Greenwald, with the Center for Biological Diversity in Tucson, disagrees with that decision, arguing that the Arizona population is ecologically significant because the birds have evolved to handle the region’s extreme heat and frequent droughts. Such genetic adaptations, he says, are important to preserve as temperatures warm: Arizona’s temperatures have increased by an average of 3.2 degrees Fahrenheit since 1970, making it one of the fastest-warming states in the country.
Walled in
The University of Arizona’s Flesch, who has spent two decades studying the owls, says the science is clear that they’re “extremely sensitive to landscape disturbances.” What’s more, his research has concluded that the combination of habitat loss and higher temperatures in the region could create a “double whammy” for the subspecies’ long-term survival.
Besides habitat disturbance and climate change, new sections of the 20-foot-high border wall on the Arizona-Mexico border could also curtail the owl’s ability to expand its population, Flesch adds. But preserving the owl’s preferred habitat and increasing connectivity across its range could help the species recover.
Meanwhile, efforts are underway to boost the subspecies’ chances of making it in Arizona.
The Phoenix Zoo, in partnership with Wild At Heart Raptor Rescue, USFWS, and the Arizona Game and Fish Department, is breeding pygmy owls in captivity.
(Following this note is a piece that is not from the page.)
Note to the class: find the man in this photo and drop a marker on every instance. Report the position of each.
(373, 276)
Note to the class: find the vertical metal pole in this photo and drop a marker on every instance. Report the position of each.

Nine owlets hatched this year, and zoo scientists even started testing a new type of nest box that mimics the shape, size, and humidity of the inside of a saguaro cactus. (Read why birds matter, and are worth protecting.)
“We're hoping that in the future we can breed enough animals that we can start repatriating them back into the wild,” Ingraldi says. And while he understands that decisions surrounding endangered species, and the regulations that follow federal listing, can stir up controversy from many sides, he tries to “focus on the science” and conserving the species.
“That's my goal,” he says. “It's my passion.”